The company also announced that it has successfully tested the wood stove which burns energy more efficiently.
The TV, developed at the Philips Innovation Campus in Bangalore, is being tested in areas in West Bengal and Tamil Nadu where cable TV is not available. The TV is expected to hit the markets in the festival season.
Announcing this in Bangalore, Rick Harwig, CTO of Philips BV, Netherlands, said: “This is a leapfrog towards convergence. Our research has found that even though DTH programmes have gained tremendous popularity, the only option available to the customer today is to access this content from low-quality set top boxes from unbranded players. This new product will now provide consumers with an easy to operate yet advanced technology solution for enjoying high quality picture and sound and therefore wholesome entertainment.”
According to Philips, this digital satellite TV has been launched in response to the immense popularity of digital broadcasting of DTH signals from Prasar Bharati amongst consumers.
This TV has a set-top box integrated inside 15-inch monitor and also has external multimedia speakers with high sound output resulting in a product in which TV, PC and radio converge.
“When plugged into a CPU of a computer, this versatile product functions as a PC monitor thus saving the cost of a new monitor if the consumer wishes to buy a PC,” added Harwig. The consumer gets access to 35 channels covering news, sports, music and general entertainment, plus more than 10 FM radio stations.
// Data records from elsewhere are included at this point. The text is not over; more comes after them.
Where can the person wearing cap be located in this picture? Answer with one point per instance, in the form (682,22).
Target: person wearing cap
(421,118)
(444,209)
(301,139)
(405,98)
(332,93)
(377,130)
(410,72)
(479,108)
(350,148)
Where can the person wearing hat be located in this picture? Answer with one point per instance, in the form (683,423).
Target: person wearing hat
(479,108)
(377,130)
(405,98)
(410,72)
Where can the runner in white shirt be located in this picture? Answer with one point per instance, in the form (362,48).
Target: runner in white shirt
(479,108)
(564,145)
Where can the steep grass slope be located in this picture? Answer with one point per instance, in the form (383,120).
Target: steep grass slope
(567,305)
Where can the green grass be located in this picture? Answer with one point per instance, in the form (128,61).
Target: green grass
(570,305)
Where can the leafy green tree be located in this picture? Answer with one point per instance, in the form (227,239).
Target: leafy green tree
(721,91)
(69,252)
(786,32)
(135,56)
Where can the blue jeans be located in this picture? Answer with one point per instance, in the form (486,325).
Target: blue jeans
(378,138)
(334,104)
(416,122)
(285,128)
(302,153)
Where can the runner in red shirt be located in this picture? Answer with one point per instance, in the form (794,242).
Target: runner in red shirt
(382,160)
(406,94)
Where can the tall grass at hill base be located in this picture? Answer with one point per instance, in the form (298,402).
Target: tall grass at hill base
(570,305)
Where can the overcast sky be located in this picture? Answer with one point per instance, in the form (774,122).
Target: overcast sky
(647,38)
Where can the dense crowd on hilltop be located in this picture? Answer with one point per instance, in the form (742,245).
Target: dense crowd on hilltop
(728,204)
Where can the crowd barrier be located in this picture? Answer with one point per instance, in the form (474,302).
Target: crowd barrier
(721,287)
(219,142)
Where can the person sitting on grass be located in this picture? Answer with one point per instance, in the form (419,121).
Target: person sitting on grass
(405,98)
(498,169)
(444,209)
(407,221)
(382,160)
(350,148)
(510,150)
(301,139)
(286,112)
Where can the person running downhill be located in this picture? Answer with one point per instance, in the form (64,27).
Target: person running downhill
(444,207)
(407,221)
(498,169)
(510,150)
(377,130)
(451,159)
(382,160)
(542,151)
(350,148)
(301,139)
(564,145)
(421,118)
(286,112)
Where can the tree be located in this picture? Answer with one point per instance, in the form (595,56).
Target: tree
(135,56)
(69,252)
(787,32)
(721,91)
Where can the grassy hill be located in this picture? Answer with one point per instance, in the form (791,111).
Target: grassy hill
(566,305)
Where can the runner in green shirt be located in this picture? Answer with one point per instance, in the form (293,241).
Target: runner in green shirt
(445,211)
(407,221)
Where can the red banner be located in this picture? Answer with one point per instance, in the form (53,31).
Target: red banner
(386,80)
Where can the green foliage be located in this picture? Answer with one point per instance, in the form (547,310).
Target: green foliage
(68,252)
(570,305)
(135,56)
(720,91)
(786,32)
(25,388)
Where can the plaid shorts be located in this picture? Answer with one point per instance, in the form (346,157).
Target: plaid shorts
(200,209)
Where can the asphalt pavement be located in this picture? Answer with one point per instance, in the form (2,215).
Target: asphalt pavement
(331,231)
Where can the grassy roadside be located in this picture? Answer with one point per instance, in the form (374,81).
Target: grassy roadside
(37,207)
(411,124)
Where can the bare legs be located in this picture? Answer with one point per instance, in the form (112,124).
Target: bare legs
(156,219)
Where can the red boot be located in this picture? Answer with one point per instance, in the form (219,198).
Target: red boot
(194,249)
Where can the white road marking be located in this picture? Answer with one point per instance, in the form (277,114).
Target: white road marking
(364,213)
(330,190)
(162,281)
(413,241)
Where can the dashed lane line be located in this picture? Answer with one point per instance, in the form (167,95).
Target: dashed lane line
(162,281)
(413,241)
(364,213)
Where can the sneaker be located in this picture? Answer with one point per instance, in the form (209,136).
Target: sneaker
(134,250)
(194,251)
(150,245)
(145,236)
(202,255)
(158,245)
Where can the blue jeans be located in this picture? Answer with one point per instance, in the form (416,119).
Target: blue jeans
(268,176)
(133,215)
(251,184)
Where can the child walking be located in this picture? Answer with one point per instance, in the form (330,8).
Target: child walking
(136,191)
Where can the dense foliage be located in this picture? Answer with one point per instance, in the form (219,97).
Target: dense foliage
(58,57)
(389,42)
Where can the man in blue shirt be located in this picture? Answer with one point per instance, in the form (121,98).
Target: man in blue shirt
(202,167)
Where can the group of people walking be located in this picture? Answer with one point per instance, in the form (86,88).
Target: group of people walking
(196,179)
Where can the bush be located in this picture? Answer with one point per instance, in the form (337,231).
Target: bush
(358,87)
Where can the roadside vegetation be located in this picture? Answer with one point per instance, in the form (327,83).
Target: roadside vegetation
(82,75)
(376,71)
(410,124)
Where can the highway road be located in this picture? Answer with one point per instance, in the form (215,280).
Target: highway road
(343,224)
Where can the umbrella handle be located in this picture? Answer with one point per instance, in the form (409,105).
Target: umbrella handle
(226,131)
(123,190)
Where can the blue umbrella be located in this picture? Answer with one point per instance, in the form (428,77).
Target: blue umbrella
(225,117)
Harwig added that the Indian centre is working on a host of other products through which the digital divide can be bridged.
“Close to $150 million is being invested on an yearly basis in Indian R&D operations to churn out major products for emerging markets and also for mature markets. India is leading the charge in the consumer electronics product development area,” he noted.
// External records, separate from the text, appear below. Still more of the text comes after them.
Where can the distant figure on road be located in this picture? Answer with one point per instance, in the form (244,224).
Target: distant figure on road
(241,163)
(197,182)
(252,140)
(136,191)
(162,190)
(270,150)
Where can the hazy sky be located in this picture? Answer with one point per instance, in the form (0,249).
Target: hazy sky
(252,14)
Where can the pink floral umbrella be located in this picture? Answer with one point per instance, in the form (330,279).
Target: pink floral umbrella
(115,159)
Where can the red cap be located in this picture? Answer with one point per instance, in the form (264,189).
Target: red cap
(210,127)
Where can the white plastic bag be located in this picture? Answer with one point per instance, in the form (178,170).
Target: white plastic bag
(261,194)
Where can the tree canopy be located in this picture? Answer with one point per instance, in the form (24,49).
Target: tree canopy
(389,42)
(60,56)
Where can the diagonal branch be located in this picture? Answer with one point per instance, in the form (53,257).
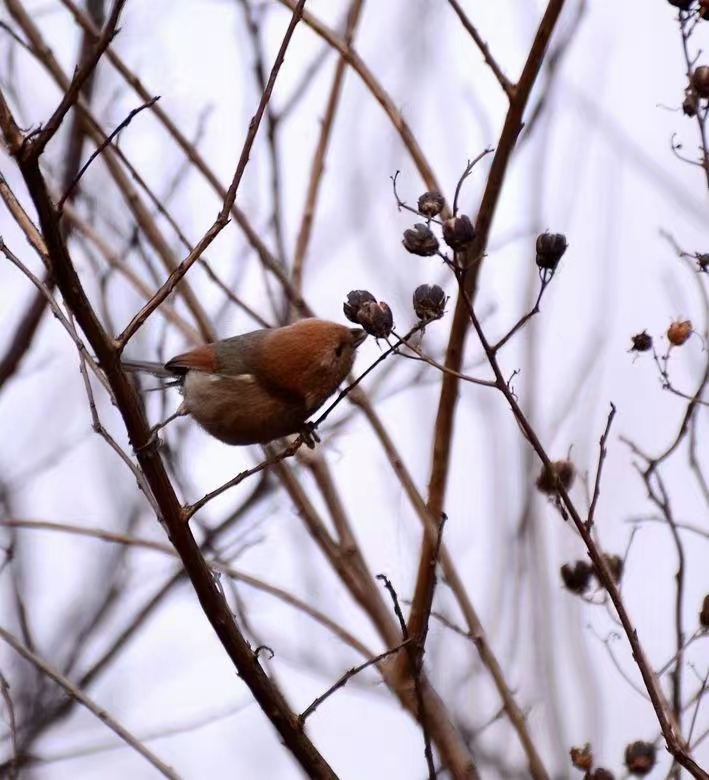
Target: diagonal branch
(223,218)
(508,87)
(471,261)
(79,695)
(37,143)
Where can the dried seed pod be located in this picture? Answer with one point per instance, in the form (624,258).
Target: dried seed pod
(458,232)
(431,203)
(582,757)
(419,240)
(642,342)
(640,758)
(355,299)
(376,319)
(577,577)
(700,81)
(704,614)
(550,249)
(560,472)
(689,104)
(429,302)
(678,332)
(615,564)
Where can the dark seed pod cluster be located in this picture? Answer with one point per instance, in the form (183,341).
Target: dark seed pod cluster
(582,757)
(601,774)
(640,758)
(560,472)
(354,302)
(678,332)
(577,576)
(550,249)
(615,564)
(642,342)
(374,316)
(431,203)
(458,232)
(704,613)
(429,302)
(689,104)
(419,240)
(700,81)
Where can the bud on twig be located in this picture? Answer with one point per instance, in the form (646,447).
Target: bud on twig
(419,240)
(431,203)
(577,577)
(615,564)
(429,302)
(582,757)
(679,332)
(550,249)
(601,774)
(689,104)
(704,614)
(376,319)
(642,342)
(354,302)
(458,232)
(640,758)
(700,81)
(560,472)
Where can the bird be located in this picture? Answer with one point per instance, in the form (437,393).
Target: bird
(263,385)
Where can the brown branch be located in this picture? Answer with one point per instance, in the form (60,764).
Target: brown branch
(601,460)
(471,260)
(90,705)
(115,162)
(211,597)
(317,167)
(223,218)
(37,143)
(676,744)
(14,762)
(415,658)
(345,678)
(99,149)
(508,87)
Philips also announced the test launch of its wood stove for cooking in communities relying on less-efficient means.
“This stove cuts the smoke and toxic emissions which are claimed to cause 1.6 million deaths a year. It also burns efficiently to reduce the load on the existing energy supply chain, without the dependence on non-renewable energy sources. The stove could benefit up to 300 million families in the world’s poorest regions,” he added.
According to the company, the secret to many benefits of this stove is an electronically controlled fan forcing air through the stove, leading to higher temperatures and a better fuel to air ratio. This results in cleaner burning and more efficient use of fuel.
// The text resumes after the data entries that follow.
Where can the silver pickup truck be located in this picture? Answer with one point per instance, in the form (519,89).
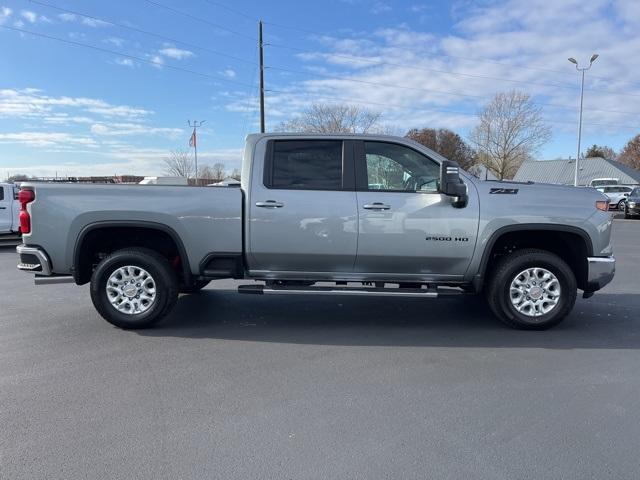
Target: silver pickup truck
(324,214)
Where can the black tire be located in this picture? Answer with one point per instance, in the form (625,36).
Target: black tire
(194,287)
(166,287)
(499,296)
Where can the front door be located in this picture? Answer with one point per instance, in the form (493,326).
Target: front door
(302,208)
(6,208)
(406,227)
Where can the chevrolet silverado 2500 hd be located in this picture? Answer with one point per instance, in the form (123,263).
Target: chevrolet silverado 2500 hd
(371,215)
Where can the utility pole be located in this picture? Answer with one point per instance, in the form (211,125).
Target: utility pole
(193,142)
(581,70)
(261,50)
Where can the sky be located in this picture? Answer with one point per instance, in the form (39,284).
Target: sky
(106,88)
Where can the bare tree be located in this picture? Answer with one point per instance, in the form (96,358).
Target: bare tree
(19,177)
(511,130)
(325,118)
(630,154)
(179,164)
(602,151)
(447,143)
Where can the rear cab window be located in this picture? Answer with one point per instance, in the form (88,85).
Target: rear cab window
(397,168)
(305,165)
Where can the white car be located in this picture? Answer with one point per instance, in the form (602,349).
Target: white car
(9,209)
(617,195)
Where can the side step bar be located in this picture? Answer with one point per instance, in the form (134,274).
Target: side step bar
(354,291)
(52,279)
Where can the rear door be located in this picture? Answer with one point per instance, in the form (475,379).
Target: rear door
(6,208)
(302,207)
(407,228)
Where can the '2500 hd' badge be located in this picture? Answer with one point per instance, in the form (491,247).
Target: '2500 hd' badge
(443,238)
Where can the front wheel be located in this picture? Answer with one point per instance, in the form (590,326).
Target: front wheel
(134,288)
(531,289)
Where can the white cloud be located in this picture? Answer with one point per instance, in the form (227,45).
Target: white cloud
(92,22)
(177,53)
(67,17)
(380,7)
(157,61)
(31,103)
(126,62)
(115,41)
(43,139)
(125,129)
(29,16)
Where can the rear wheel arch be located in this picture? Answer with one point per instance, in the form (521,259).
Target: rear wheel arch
(550,237)
(133,231)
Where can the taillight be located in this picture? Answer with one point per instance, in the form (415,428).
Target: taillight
(25,197)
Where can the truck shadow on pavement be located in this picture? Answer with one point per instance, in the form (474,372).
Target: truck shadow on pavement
(604,321)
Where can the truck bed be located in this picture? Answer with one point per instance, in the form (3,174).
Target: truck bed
(204,219)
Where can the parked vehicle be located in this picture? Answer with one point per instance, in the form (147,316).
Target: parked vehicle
(617,195)
(632,204)
(164,181)
(384,212)
(603,182)
(9,209)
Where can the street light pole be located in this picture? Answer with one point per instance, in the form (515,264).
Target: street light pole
(581,70)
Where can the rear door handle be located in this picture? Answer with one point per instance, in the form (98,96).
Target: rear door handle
(376,206)
(270,204)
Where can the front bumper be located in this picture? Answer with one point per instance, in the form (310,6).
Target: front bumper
(600,273)
(33,259)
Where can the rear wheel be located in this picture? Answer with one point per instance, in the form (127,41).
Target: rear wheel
(531,289)
(134,288)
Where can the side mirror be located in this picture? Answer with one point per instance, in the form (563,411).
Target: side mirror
(452,185)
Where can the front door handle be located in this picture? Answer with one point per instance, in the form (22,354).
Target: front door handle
(376,206)
(270,204)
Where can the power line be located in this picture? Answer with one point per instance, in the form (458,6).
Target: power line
(145,32)
(126,55)
(202,20)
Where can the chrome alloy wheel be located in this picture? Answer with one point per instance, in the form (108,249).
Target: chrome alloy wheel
(534,292)
(131,290)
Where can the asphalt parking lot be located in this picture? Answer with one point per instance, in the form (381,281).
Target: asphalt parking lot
(233,386)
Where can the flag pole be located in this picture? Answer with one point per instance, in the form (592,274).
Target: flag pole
(194,137)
“A thermoelectric generator using the heat from the burning wood generates electricity for the fan. Apart from ensuring autonomy from electricity supplies, the generator can also power external equipment like radio or lighting,” Harwig highlighted.
Philips Research also optimised the construction of the stove for low thermal mass and good insulation. This ensures that the stove take less energy to heat up, decreasing the time to get to cooking temperature, and make sure the stove loses less of its heat to the surroundings.
“We should be going in for a commercial pilot of this product in India later this year. At the same time, we are looking for partners to bring this technology to the rural markets that are difficult to reach through our existing distribution channels,” Harwig noted.